Step 3 — Add a GPU nodegroup

eksctl create nodegroup \
--cluster "$CLUSTER_NAME" \
--region "$AWS_REGION" \
--name "gpu-ng-ubuntu" \
--node-type "p4d.24xlarge" \
--node-ami-family "Ubuntu2204" \
--install-nvidia-plugin=false \
--nodes 1 --nodes-min 1 --nodes-max 1 \
--node-labels "workload=gpu"

Apply a taint so only GPU workloads schedule there:

kubectl taint nodes -l workload=gpu nvidia.com/gpu=present:NoSchedule --overwrite

Step 4 — Install NVIDIA GPU Operator (MIG enabled)

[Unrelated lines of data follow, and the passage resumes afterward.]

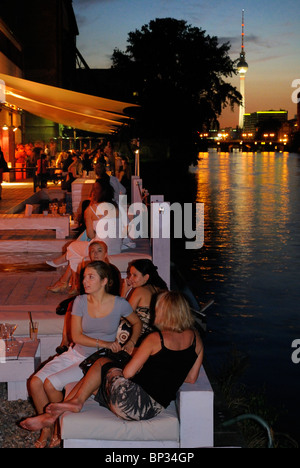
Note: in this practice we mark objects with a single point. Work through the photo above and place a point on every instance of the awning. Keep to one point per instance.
(66, 107)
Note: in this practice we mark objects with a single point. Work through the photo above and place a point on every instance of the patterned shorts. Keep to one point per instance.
(126, 399)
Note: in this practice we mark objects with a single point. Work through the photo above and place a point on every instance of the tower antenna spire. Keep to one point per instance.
(242, 68)
(243, 30)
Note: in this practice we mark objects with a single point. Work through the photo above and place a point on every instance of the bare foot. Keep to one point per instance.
(38, 422)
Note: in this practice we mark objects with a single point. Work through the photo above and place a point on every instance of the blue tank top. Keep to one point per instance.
(164, 372)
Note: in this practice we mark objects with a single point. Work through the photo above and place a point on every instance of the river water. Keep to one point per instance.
(250, 266)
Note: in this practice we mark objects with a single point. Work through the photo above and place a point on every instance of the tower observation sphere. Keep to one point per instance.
(242, 68)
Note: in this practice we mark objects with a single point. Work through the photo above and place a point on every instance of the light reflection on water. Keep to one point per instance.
(250, 264)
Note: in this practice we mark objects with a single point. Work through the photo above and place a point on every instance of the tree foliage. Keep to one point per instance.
(178, 74)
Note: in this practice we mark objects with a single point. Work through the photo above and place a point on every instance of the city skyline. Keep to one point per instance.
(272, 40)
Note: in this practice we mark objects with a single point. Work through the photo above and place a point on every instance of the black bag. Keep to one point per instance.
(4, 166)
(120, 358)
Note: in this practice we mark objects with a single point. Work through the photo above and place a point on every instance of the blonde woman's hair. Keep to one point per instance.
(172, 312)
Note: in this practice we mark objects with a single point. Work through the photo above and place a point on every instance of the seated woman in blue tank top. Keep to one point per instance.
(150, 381)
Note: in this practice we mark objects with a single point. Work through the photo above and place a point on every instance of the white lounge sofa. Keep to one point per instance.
(186, 423)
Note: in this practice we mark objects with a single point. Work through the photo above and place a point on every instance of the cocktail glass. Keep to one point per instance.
(12, 328)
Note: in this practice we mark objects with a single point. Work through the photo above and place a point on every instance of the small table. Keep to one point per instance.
(18, 367)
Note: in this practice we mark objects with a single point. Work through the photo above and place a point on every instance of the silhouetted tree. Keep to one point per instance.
(177, 74)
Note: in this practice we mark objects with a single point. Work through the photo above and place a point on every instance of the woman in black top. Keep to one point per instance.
(148, 383)
(3, 168)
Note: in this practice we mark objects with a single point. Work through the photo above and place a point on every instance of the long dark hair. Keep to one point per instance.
(104, 271)
(146, 267)
(107, 191)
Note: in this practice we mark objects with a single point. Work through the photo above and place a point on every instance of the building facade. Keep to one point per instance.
(11, 63)
(46, 34)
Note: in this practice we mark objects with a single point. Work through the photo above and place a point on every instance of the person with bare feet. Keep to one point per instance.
(95, 319)
(165, 359)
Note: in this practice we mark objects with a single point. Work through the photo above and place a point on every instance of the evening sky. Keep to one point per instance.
(272, 39)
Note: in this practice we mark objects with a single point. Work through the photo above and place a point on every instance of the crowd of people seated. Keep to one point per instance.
(72, 163)
(138, 316)
(163, 348)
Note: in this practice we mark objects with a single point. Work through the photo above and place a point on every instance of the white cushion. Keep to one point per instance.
(98, 423)
(49, 322)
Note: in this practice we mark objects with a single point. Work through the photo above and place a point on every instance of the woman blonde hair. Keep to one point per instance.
(172, 312)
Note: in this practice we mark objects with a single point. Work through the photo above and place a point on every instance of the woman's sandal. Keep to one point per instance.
(58, 287)
(55, 442)
(41, 443)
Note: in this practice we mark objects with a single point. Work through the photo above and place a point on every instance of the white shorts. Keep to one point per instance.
(62, 369)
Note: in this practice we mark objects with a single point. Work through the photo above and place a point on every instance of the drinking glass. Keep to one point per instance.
(33, 330)
(11, 330)
(5, 334)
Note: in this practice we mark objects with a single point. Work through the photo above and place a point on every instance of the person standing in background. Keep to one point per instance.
(3, 168)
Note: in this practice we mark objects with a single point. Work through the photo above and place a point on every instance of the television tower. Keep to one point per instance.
(242, 68)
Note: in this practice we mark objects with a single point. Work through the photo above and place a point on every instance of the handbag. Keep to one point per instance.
(121, 359)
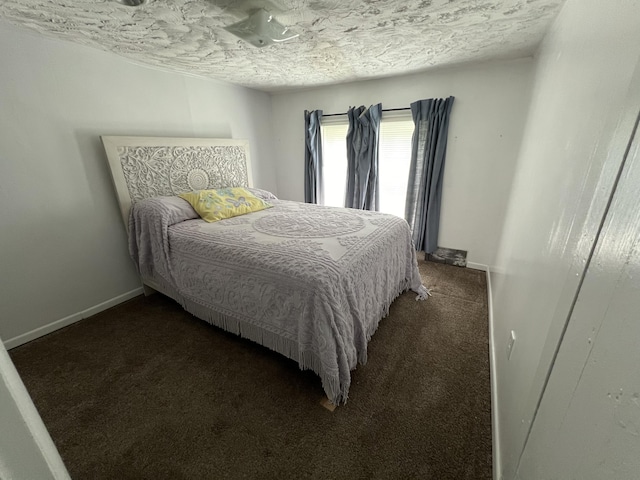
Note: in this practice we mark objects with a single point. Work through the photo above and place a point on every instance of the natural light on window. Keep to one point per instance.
(394, 161)
(334, 163)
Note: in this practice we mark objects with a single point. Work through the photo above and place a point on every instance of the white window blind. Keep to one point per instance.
(334, 162)
(394, 161)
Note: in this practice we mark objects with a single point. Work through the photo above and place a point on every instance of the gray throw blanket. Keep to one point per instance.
(307, 281)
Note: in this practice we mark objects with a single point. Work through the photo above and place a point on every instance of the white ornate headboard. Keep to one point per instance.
(144, 167)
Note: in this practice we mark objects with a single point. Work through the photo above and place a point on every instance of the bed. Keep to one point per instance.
(308, 281)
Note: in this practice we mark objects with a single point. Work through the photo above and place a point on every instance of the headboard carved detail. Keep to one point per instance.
(144, 167)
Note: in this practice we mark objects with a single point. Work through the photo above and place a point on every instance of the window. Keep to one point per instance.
(394, 160)
(334, 162)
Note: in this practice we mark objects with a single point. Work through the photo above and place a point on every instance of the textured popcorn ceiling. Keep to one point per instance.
(339, 41)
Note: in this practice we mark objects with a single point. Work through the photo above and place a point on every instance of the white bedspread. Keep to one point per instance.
(310, 282)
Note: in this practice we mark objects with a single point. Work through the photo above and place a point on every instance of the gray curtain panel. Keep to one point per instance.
(313, 157)
(424, 191)
(363, 139)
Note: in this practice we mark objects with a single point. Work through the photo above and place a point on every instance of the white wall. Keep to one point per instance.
(581, 119)
(588, 424)
(484, 138)
(63, 246)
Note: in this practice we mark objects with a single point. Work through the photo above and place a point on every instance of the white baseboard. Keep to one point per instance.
(495, 430)
(478, 266)
(76, 317)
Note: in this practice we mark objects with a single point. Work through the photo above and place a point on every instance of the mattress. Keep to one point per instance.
(307, 281)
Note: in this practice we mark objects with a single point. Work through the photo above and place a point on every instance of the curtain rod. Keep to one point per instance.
(383, 110)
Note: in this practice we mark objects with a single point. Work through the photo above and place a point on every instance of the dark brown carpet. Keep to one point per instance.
(146, 391)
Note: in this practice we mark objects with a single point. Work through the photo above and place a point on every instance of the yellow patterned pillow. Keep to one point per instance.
(214, 205)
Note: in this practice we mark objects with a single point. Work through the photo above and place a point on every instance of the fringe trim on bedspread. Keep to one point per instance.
(306, 360)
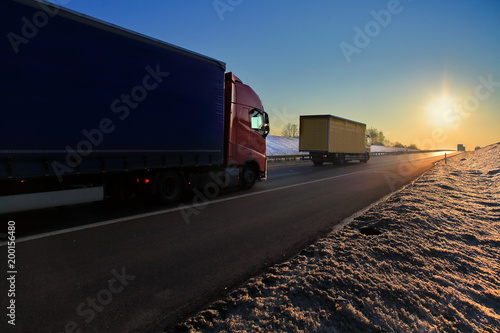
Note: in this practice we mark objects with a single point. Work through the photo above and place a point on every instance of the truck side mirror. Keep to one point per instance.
(266, 131)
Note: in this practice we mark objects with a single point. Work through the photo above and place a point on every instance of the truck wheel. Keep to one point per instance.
(248, 177)
(169, 188)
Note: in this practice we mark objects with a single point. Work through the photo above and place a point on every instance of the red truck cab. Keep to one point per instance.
(246, 129)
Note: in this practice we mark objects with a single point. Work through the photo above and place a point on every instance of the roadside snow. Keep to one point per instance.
(434, 267)
(280, 145)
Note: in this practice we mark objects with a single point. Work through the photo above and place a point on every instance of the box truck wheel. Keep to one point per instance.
(248, 177)
(169, 187)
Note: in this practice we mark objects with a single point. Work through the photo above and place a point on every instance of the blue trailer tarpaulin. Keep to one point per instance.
(74, 87)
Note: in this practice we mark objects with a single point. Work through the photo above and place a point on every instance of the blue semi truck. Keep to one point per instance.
(91, 110)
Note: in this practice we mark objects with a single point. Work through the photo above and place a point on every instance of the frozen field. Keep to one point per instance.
(280, 145)
(426, 259)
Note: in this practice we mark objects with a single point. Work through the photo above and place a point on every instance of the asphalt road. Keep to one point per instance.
(114, 267)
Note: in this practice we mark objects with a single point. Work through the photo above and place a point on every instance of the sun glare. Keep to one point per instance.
(440, 111)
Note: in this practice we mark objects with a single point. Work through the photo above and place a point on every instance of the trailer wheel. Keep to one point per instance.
(248, 177)
(169, 188)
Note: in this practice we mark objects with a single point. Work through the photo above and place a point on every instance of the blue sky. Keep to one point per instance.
(412, 80)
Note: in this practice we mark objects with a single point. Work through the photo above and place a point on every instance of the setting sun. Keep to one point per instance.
(440, 112)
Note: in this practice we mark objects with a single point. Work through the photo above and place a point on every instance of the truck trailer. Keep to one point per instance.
(333, 139)
(92, 110)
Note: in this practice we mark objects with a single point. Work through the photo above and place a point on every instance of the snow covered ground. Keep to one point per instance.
(280, 145)
(426, 259)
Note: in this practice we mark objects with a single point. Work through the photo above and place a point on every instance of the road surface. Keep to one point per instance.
(133, 267)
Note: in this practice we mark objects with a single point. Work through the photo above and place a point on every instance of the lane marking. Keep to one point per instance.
(180, 207)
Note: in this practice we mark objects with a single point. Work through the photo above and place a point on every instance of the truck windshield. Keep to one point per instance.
(257, 120)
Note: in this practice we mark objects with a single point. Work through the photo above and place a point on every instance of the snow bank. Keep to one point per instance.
(427, 259)
(280, 145)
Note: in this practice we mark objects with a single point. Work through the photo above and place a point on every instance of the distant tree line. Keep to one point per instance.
(378, 139)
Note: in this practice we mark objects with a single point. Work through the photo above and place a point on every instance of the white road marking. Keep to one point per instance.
(179, 207)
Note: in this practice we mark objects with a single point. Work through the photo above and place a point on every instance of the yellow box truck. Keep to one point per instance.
(333, 139)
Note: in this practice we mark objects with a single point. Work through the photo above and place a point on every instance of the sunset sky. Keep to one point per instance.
(424, 72)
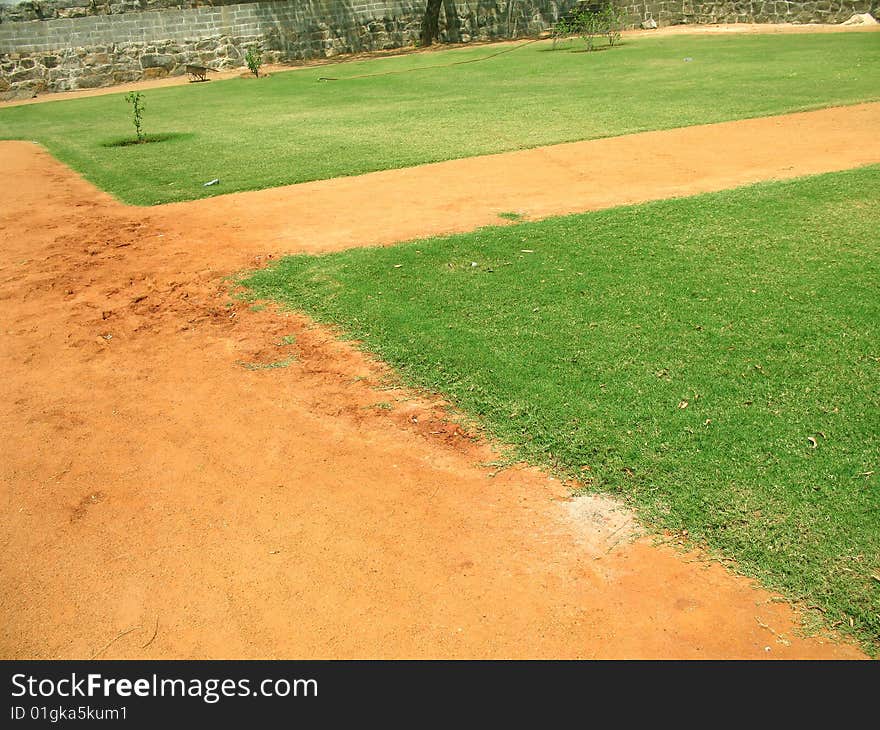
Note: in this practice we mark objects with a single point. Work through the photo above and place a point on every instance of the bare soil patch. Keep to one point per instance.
(162, 499)
(270, 69)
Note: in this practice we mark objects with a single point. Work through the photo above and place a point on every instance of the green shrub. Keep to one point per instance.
(254, 59)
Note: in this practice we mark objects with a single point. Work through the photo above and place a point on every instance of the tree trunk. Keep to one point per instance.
(431, 22)
(453, 26)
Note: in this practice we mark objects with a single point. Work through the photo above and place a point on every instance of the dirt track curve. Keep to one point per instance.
(162, 500)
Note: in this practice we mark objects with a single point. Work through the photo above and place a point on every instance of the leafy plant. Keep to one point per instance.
(136, 99)
(611, 21)
(589, 23)
(254, 59)
(564, 28)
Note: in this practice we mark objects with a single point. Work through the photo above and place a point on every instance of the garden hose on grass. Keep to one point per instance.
(441, 65)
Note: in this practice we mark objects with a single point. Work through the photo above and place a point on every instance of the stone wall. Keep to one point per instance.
(56, 45)
(88, 50)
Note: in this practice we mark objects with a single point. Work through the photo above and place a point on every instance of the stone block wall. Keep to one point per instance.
(78, 47)
(56, 45)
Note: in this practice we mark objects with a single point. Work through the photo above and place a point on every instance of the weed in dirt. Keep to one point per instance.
(267, 366)
(712, 360)
(306, 130)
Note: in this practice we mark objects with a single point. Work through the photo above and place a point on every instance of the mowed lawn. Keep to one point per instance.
(714, 360)
(292, 127)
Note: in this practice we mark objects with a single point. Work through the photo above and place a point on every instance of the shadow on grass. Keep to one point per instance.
(148, 139)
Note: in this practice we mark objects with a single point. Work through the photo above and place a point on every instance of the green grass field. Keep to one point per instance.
(713, 360)
(292, 128)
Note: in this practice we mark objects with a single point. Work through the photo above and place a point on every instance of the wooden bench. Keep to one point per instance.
(198, 73)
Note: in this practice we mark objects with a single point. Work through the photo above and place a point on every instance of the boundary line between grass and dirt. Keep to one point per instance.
(242, 72)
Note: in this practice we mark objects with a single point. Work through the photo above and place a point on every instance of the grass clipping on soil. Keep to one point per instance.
(713, 360)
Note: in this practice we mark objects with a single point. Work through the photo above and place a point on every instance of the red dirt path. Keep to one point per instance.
(162, 500)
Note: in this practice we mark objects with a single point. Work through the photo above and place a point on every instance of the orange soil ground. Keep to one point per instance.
(160, 500)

helm repo add nvidia https://helm.ngc.nvidia.com/nvidia
helm repo update

helm upgrade --install gpu-operator nvidia/gpu-operator \
-n gpu-operator --create-namespace \
--set mig.strategy=single

Step 5 — Enable MIG profile on GPU node(s)

Check current MIG labels:

kubectl get nodes -l workload=gpu -o jsonpath='{range .items[*]}{.metadata.name}{"\t"}{.metadata.labels.nvidia\.com/mig\.capable}{"\t"}{.metadata.labels.nvidia\.com/mig\.config}{"\t"}{.metadata.labels.nvidia\.com/mig\.config\.state}{"\n"}{end}'

Apply MIG geometry:

kubectl label nodes -l workload=gpu nvidia.com/mig.config="$MIG_PROFILE_LABEL" --overwrite

Wait for success:

kubectl get nodes -l workload=gpu -o jsonpath='{range .items[*]}{.metadata.name}{"\t"}{.metadata.labels.nvidia\.com/mig\.config}{"\t"}{.metadata.labels.nvidia\.com/mig\.config\.state}{"\n"}{end}'

Step 6 — Create AMP workspace

aws amp create-workspace --alias "$AMP_ALIAS" --region "$AWS_REGION"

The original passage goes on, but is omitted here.